Income taxation when markets are incomplete
115
Theorem 1 establishes a set of sufficient conditions for marginal, per-
sonal income tax reforms to provide social insurance. In particular, the
following requirements must be met: markets are sufficiently incomplete,
and consumers sufficiently heterogeneous, 2 ≤ H ≤ S - J; there are
enough policy instruments; the initial economy is chosen in a generic set in
which interiority conditions hold (see Theorem 2 in Section 4). The special
case of a representative consumer, who is also the single owner of the only
firm in the economy (H = J = 1), is analyzed in Diamond and Mirrlees
(1992). Diamond and Mirrlees show that there exist economies where ad
valorem contingent taxes on dividends can be used to implement a first best
equilibrium.13 Yet, even in this simple case the type of economy for which
optimality is achieved is that peculiar type in which consumers do not want
to redistribute income across states. In other words, economies in which the
initial endowment distribution, or the type of consumer preference, is such
that the restrictions arising from market incompleteness to consumers are
non-binding.14
For a better understanding of our results, we go back to our economy.
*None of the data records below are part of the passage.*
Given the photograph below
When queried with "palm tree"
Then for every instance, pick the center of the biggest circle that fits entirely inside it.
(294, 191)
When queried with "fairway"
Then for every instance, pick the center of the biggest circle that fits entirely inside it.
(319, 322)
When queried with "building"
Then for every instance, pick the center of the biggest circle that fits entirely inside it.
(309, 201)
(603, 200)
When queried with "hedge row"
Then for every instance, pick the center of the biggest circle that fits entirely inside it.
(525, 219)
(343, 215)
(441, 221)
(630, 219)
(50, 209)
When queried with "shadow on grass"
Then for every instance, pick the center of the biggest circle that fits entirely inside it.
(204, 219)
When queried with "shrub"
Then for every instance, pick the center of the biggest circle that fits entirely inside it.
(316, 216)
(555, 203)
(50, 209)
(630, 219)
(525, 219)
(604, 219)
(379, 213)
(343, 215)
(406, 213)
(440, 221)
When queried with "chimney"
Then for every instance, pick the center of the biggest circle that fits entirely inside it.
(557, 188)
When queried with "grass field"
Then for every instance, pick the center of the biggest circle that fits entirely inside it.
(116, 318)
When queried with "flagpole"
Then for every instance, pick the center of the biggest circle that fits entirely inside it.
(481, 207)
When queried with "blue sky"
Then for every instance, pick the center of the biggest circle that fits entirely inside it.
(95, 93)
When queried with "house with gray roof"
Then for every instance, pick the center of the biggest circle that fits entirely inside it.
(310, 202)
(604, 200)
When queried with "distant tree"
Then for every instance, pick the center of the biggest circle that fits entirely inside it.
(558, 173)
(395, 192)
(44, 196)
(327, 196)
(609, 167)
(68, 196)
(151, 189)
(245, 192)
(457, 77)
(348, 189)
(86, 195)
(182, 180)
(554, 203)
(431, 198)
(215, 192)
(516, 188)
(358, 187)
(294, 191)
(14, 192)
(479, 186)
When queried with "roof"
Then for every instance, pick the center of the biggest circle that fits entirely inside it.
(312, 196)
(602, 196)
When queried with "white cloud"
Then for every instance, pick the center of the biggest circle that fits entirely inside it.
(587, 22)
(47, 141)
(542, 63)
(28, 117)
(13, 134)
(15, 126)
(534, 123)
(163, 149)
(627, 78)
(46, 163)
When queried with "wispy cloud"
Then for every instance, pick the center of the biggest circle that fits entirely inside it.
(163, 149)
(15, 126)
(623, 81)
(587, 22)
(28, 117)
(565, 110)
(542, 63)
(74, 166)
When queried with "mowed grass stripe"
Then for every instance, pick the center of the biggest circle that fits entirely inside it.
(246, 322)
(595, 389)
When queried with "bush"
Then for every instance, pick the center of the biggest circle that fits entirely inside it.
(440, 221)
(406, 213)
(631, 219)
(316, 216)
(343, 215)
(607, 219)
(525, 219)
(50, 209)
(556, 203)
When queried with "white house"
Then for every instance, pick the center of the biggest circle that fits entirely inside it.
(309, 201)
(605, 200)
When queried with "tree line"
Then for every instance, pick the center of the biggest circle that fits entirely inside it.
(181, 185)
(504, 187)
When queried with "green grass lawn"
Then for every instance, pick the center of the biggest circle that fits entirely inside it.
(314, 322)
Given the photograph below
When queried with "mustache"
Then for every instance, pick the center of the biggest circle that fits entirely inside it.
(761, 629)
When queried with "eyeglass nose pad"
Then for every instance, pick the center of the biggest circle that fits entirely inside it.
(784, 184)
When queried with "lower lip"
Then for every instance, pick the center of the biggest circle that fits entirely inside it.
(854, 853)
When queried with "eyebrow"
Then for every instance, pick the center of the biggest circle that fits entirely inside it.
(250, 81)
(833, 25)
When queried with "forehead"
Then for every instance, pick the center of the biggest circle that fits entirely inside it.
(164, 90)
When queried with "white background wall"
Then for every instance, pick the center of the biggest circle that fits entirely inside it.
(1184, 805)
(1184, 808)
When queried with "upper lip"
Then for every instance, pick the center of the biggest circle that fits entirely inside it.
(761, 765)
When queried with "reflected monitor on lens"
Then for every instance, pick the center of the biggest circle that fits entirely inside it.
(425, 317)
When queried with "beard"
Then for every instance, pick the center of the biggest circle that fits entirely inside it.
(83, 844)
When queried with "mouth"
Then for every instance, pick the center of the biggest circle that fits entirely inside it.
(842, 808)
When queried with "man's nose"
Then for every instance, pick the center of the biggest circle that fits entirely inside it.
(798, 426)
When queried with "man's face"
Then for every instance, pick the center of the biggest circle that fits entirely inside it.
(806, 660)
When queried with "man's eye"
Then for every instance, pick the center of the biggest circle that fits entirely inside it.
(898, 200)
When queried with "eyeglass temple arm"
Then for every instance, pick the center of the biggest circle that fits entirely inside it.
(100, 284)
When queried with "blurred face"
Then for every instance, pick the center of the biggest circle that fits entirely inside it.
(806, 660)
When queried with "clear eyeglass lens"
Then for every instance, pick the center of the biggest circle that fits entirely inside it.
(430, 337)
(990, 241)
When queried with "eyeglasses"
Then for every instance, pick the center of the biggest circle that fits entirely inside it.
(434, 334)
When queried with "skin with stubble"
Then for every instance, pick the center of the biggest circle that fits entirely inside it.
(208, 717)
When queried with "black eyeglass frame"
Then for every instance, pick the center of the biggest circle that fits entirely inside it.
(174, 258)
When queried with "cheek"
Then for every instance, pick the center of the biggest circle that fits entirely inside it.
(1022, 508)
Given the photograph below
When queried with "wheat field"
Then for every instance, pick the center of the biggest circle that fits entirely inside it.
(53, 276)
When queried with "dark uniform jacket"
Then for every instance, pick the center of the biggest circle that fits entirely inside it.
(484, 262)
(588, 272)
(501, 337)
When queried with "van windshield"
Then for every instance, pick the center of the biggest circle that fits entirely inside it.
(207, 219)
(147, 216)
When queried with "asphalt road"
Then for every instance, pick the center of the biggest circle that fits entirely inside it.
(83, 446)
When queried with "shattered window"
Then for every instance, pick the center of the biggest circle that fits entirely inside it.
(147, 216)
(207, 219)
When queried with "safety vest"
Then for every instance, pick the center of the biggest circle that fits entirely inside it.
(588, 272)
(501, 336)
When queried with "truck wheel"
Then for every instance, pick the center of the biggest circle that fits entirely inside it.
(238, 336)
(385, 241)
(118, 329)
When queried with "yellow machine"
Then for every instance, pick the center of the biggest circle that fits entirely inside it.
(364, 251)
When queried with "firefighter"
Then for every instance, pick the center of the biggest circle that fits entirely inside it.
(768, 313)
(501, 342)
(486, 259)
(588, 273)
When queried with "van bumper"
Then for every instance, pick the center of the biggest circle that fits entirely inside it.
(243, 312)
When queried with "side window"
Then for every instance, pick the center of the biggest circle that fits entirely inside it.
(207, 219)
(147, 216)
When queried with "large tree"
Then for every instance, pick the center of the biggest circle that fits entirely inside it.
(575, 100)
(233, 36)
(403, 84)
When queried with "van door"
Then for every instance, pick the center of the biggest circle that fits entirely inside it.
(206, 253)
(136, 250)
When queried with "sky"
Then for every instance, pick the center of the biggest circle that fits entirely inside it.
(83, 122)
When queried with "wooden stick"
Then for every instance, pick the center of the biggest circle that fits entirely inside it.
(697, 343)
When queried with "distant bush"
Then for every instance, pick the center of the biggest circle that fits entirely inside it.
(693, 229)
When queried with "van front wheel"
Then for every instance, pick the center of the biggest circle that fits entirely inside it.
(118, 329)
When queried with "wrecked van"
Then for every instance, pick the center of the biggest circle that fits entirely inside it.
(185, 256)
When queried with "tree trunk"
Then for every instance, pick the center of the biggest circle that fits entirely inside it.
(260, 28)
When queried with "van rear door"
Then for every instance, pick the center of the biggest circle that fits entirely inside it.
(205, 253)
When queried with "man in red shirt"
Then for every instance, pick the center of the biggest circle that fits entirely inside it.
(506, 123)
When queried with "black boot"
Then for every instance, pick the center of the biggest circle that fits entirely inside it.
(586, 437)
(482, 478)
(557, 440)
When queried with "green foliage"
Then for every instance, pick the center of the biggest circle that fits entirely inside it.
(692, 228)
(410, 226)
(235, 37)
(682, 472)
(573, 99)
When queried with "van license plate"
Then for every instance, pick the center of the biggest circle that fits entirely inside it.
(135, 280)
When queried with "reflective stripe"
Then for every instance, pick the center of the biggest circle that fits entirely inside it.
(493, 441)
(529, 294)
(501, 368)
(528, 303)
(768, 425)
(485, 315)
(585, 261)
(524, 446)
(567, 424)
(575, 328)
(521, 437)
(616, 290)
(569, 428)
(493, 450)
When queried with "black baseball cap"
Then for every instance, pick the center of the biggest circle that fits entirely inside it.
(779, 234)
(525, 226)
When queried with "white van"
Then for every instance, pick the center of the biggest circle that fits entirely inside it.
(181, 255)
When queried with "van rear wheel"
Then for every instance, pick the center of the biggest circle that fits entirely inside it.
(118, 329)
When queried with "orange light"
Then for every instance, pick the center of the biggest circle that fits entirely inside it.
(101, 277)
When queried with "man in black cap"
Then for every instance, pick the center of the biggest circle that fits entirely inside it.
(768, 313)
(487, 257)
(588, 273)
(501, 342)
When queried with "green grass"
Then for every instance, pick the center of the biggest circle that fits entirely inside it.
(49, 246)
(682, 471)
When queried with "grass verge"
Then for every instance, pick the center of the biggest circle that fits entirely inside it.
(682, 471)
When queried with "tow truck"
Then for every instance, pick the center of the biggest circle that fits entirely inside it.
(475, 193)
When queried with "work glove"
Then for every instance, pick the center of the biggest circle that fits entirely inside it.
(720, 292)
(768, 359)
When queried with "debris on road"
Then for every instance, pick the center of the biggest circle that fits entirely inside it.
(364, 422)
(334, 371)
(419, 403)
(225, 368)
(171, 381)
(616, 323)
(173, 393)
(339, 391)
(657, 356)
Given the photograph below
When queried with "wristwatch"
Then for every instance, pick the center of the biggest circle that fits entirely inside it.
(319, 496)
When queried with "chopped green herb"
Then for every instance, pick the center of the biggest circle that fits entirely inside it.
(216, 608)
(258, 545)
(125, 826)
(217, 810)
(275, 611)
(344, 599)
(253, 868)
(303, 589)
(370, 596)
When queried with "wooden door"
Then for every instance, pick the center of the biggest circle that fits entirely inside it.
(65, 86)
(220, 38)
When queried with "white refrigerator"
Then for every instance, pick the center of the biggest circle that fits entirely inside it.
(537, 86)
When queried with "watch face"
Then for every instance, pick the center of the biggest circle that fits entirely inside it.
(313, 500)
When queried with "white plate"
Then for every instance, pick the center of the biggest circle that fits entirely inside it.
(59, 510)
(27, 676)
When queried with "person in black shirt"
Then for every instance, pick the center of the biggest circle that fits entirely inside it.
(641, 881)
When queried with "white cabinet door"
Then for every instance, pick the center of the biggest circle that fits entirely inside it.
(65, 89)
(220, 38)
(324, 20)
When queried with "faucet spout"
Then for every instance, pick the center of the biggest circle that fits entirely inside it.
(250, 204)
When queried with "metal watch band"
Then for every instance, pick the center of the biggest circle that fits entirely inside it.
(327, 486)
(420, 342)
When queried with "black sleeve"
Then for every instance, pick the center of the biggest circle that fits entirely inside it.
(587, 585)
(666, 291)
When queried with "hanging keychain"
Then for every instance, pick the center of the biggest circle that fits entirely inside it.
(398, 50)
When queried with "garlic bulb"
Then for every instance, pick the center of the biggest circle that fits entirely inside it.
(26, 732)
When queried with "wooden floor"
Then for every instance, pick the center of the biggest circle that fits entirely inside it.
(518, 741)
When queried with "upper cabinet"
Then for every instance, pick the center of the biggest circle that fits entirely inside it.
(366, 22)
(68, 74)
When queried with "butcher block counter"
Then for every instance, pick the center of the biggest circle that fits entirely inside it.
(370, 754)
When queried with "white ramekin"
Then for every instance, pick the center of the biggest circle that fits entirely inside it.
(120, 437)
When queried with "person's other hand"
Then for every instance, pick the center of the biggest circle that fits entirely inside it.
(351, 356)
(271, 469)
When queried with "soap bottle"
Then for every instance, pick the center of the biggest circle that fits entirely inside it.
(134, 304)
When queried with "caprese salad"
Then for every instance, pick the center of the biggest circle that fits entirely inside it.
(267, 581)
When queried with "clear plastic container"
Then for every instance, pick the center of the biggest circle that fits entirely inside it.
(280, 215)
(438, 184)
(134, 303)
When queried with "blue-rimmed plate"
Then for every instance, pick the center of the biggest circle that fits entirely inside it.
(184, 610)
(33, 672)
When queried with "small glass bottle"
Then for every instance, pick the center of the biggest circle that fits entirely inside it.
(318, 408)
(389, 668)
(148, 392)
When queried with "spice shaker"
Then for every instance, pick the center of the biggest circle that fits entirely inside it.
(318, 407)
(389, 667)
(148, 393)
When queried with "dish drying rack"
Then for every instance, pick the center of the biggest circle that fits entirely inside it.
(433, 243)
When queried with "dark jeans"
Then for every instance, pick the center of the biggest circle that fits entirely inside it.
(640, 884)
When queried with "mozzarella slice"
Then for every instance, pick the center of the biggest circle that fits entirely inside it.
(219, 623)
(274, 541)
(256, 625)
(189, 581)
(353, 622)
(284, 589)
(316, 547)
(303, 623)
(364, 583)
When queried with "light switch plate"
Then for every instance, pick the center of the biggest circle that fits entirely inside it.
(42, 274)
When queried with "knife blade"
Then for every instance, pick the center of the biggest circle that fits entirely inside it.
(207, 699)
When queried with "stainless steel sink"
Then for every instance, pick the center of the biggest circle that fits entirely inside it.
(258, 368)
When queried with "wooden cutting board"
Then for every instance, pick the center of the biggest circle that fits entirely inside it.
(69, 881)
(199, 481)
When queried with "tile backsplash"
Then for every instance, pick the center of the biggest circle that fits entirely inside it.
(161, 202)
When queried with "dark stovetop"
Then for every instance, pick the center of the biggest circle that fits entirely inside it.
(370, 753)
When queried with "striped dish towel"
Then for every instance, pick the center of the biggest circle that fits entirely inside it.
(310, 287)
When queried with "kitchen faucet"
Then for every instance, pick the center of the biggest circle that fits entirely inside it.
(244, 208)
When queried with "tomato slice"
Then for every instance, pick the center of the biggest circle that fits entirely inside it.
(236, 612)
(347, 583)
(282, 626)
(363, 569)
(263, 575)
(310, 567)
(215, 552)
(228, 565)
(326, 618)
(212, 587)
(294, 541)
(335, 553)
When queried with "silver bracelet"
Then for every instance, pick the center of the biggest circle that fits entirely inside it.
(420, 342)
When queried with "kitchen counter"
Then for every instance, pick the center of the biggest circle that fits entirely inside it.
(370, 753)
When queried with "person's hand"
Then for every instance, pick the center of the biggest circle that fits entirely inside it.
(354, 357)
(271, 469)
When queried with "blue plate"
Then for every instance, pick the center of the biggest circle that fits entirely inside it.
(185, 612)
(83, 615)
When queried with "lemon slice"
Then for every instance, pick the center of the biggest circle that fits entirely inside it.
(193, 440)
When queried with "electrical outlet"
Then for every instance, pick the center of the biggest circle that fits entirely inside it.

Local perturbations of the tax system act directly on the asset span, tilting
the subspace of feasible income transfers away from its original position. In
doing so, the consumer may transfer income in a direction that is orthogonal
to the initial asset span. Yet, unlike in the case of fixed payoff structures,15 or
in that of simple linear technologies (e.g., Example 2), the final asset span
crucially depends on firms’ behavior. It is far from obvious that production
decisions do not offset the effects of tax reform, thereby neutralizing the
planner’s policy.16 To complete our analysis of Theorem 1 we need to bring
into the picture production decisions and firms’ state prices, β. Our explana-
tion of Theorem 1 is based on the idea that firms, unlike the central planner,
take the asset span as given. First, observe that, at t1 = 0, firm j ’s pricing
criterion reduces to βj,0 = h θjhλh ; hence, the initial no-tax equilibrium
allocation is still optimal for firm j if the tax reform does not have a direct
13 I thank Herakles Polemarchakis for pointing out this reference to me.
14 A further peculiar situation is represented by the case of generically (or effectively)
complete markets. When the number of consumer types satisfies 1 ≤ H ≤ J , it is always
possible to find asset structures that would allow consumers to effectively achieve a full
efficient diversification of market risk.
15 See also the literature on real indeterminacy (e.g., Geanakoplos and Mas-Colell (1989),
Balasko and Cass (1989)).
16 Remember that after each policy reform re-allocations of commodity and assets are
completely decentralised (i.e., achieved competitively by private agents through trade on the
existent commodity and asset markets).